South Floridian Takes Reins As Florida Bar President
Lawyers in Florida have a new leader - Michael Higer, a South Floridian has taken over as the Florida Bar's 69th president.
Higer is in his first month of a one-year term leading the 104,000 lawyers in the Florida Bar.
The Bar regulates the lawyers licensed to practice in Florida and provides training and services for its members.
Higer was born and raised in Miami Beach and graduated from the University of Miami's School of Law in 1985. He specializes in commercial litigation and is a partner of the firm Berger Singerman, with offices in Miami, Fort Lauderdale, Boca Raton and Tallahassee.
“It’s a really daunting, humbling,” said Higer of being the new Bar president. “In any year, there are always way more things that we would like to do than we could ever accomplish.”
A few of the things Higer would like to tackle over the next 11 months include:
1) Technology: Higer wants to help better connect lawyers, clients, courts and the public through technology. The Bar hopes to make available more digital tools that can help lawyers be of use to people who are navigating the legal system without the help of a lawyer.

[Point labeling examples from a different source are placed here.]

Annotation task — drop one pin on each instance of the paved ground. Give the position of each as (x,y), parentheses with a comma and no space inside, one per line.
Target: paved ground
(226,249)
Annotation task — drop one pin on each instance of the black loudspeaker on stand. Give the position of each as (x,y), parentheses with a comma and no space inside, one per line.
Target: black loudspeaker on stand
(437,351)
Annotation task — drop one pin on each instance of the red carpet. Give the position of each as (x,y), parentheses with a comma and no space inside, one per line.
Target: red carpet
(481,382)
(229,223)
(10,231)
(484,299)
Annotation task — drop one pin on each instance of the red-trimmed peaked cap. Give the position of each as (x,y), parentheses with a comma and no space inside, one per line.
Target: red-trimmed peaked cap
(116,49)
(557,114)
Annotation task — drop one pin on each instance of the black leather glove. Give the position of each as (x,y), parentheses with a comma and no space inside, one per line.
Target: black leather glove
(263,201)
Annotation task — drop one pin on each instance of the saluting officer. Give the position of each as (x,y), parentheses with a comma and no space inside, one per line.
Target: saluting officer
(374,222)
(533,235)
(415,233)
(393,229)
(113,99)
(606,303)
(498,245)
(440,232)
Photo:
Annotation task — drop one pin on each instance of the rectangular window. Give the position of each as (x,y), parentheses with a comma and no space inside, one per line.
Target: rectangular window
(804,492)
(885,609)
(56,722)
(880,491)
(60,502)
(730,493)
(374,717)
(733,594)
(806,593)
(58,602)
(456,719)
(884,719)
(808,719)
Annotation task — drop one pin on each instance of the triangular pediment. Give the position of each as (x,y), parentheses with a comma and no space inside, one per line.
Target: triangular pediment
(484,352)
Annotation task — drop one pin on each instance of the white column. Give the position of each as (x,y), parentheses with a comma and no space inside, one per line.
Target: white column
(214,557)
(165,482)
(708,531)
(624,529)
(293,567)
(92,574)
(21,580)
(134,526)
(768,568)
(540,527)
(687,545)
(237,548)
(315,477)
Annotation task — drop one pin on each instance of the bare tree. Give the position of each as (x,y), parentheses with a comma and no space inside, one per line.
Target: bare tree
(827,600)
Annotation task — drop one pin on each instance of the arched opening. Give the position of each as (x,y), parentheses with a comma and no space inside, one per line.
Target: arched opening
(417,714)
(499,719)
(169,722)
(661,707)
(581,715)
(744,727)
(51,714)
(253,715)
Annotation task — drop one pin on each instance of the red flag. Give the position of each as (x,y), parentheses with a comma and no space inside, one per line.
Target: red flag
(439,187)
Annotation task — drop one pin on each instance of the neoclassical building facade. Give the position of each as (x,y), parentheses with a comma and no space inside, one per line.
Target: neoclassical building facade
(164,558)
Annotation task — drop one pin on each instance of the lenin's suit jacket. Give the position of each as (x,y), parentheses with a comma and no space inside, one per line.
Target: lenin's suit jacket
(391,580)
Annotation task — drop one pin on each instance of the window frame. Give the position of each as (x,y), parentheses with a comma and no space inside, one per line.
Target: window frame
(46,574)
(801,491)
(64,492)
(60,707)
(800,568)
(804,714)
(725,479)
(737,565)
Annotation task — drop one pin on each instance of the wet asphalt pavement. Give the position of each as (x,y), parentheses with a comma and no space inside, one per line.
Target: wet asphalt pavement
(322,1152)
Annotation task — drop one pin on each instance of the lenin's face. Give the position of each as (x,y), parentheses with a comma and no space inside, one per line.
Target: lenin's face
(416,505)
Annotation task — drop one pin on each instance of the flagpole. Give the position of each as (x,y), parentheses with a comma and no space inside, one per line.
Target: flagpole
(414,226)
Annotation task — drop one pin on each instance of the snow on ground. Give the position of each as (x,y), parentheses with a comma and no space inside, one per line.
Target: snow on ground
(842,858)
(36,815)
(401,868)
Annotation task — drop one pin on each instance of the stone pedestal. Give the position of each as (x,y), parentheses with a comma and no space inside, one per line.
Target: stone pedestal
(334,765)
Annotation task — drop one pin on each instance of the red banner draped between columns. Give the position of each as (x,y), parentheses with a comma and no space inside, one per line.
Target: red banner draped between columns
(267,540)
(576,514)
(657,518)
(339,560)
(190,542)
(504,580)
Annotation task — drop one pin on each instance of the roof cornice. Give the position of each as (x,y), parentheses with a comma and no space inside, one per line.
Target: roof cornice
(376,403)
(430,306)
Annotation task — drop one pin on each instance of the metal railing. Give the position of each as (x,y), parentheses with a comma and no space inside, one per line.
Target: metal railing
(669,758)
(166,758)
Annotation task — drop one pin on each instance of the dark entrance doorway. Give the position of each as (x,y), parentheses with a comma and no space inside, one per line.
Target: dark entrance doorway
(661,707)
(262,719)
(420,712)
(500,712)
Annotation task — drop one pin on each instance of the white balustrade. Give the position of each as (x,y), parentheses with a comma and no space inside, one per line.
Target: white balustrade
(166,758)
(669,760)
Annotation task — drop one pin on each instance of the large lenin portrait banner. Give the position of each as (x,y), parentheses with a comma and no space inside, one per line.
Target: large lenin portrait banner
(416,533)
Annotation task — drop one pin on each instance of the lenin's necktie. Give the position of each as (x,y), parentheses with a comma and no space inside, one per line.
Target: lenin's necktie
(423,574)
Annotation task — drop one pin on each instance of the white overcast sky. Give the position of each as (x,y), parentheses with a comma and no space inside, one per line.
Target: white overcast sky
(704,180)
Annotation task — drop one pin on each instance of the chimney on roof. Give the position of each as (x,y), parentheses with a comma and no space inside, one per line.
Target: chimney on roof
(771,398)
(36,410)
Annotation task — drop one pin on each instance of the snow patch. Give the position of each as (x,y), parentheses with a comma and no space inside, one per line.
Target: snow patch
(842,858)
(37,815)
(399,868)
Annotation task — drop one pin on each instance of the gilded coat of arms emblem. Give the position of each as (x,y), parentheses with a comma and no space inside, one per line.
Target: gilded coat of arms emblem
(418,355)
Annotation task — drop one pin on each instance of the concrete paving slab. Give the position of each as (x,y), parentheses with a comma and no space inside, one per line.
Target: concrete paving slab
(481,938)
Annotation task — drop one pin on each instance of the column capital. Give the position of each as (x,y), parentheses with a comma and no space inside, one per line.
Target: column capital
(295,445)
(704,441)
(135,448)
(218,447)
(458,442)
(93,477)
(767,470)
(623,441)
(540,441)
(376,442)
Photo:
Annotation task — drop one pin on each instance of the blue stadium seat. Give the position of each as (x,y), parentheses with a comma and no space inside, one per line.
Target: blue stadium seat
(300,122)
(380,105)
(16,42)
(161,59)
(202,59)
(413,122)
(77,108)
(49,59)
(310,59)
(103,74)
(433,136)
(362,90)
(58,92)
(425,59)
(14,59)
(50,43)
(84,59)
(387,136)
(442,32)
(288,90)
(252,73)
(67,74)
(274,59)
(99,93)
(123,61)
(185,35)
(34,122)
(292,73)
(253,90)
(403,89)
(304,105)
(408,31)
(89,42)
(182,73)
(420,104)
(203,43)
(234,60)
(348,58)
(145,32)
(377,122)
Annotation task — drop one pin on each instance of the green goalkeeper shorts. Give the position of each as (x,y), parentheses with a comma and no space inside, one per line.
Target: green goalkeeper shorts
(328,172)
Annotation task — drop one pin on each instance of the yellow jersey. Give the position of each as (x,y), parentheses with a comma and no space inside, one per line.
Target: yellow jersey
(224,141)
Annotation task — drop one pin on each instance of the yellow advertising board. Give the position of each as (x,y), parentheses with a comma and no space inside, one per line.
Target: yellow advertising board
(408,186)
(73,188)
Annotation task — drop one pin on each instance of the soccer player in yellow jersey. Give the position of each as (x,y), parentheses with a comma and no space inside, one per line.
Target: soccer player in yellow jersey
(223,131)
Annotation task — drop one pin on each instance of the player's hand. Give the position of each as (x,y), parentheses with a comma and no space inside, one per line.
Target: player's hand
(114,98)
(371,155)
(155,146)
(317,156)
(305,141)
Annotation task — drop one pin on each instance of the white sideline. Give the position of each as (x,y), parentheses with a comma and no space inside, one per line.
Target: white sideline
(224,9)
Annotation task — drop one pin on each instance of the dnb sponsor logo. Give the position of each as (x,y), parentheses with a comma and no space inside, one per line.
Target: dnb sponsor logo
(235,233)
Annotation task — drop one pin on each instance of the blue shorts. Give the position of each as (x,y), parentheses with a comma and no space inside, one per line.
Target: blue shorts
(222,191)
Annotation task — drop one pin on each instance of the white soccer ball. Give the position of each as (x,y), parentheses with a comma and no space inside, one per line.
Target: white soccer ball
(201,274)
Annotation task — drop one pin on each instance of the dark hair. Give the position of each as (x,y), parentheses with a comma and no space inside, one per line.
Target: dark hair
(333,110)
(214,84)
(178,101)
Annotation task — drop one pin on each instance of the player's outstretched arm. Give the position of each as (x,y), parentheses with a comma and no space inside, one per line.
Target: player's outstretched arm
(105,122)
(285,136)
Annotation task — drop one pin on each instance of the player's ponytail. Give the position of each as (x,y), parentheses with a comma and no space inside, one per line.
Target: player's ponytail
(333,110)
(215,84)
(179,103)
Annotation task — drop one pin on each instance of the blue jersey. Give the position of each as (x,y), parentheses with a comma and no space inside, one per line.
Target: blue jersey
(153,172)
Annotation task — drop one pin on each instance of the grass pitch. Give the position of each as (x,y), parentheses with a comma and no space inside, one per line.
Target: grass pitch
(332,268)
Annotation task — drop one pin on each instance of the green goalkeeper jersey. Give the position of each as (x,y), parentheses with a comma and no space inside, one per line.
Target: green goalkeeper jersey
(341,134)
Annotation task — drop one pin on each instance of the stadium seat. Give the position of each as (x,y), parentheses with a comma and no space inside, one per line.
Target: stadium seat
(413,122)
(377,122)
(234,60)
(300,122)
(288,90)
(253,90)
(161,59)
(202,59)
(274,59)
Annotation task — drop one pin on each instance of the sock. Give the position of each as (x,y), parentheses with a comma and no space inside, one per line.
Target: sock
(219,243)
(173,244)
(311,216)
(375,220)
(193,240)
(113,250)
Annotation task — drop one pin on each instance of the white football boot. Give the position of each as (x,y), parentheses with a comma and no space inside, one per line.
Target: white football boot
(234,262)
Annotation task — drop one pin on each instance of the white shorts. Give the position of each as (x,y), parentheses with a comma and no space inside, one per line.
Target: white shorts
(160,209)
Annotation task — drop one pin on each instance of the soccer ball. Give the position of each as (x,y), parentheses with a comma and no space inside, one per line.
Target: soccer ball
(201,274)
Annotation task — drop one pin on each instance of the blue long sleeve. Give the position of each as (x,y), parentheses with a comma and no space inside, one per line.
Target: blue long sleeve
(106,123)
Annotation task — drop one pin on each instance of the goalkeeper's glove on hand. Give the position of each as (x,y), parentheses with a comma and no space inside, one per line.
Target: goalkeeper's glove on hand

2) Inclusiveness: During his tenure, Higer hopes to implement the recommendations from a study of gender equality in the legal profession conducted by the Bar in 2016, with the broader intention of ensuring that the legal community and courts are reflective of Florida in terms of gender, ethnicity, and race.
In his eyes, the push for inclusiveness also extends to a person’s ability to access justice. The Florida Bar has already been working with the Florida Supreme Court Chief Justice on closing the gap between individuals and their ability to get useful, affordable legal representation. Higer suggests that changes in technology can help deliver legal services where there is the greatest need.
“I think it starts, in part, with a change of mindset,” said Higer. “Just because it’s a legal issue, doesn’t mean it’s a lawyer-only problem, any more than the food crisis or world hunger is Publix’s problem. We’re all in this together and we all have to address these issues together.”
3) The Constitution Revision Commission: This commission meets every 20 years to suggest changes to the state’s constitution. These proposed amendments could touch on any number of things – from the environment to education. Higer sees the Florida Bar's role as raising awareness amongst members of the legal profession and the larger community about the process and acting as support in educating members of the commission on issues they are considering for potential constitutional amendments.